Greece is known for its adorable goats, particularly on islands.
According to a recent study conducted by the European Union’s statistics authority, Eurostat, Greece is the clear EU champion in regard to its number of resident goats.
More specifically, according to the European Union’s Agriculture, Forestry, and Fisheries report for 2020, Greece is at the EU forefront for the largest number of goats on its territory, possessing approximately 3,625,000 goats.
The second place goes to Spain with almost a million fewer goats than Greece.
The nation of Spain has a goat population of up 2,765,000 while Romania comes in third with about 1,539,000 goats.
France follows in fourth place with about 1,252,000 goats on its territory.
It’s worth mentioning that the remaining aforementioned EU member-states possess much greater land mass than does Greece, yet Greece’s mountainous countryside has somehow consistently proven to be a much more hospitable habitat for these adorable animals.
Goats are prominent in Greece’s folklore, history
This news has sparked a wave of humorous posts on Greek social media as Greek folk tradition has always portrayed goatherds as quaint, outdated figures, synonymous with poverty and a lack of education.
Of course, the country has a long-standing agricultural tradition, undoubtedly stretching back past antiquity, with goats being at the center of production of various cheese, milk, and meat products.
Scientists say goat milk has great medicinal qualities because of its high digestibility and hypoallergenic qualities, and they recommend it for people who are allergic to cow milk.

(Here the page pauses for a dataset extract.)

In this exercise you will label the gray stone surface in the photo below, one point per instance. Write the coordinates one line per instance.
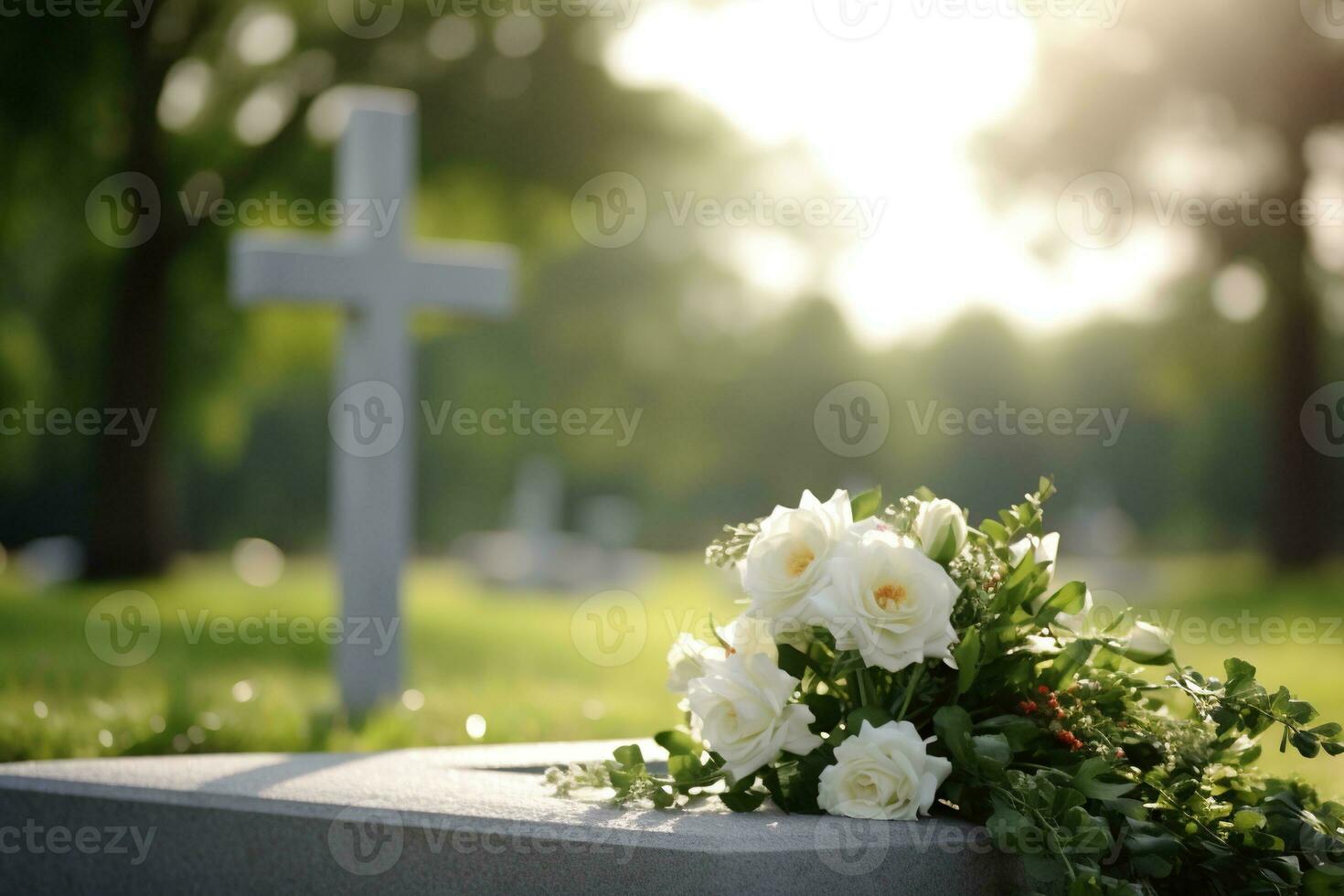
(472, 819)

Research results show that 40 to 100 percent of people who are allergic to cow’s milk can consume goat milk without any problems.
Most prominent is the traditional custom of having roasted goat along with roasted lamb on a spit on Easter Sunday.
However, such a large population of these useful animals does not come without a cost.
Overgrazing could have negative environmental impact
On the Greek island of Samothrace, for example, in the north Aegean Sea, goats are now posing an imminent threat to the natural environment as a result of overgrazing.
Remarkably, goats far outnumber humans on the island.
While there are only 3,000 permanent inhabitants on Samothrace, the island contains more than 45,000 goats at present, meaning that there are 15 goats for every human on Samothrace.
This has created a true environmental emergency on the island since tens of thousands of goats have already eaten almost all of Samothrace’s precious wild vegetation.
For this reason, many of these animals are now malnourished and cannot even be commercially sold for their meat.
Thus, it seems that the traditional love Greeks historically possess for goats could have reached its practical limit.
The unchecked goat population could cause a catastrophic loss of precious hillside vegetation in places such as Samothrace Island, damaging its natural environment for decades.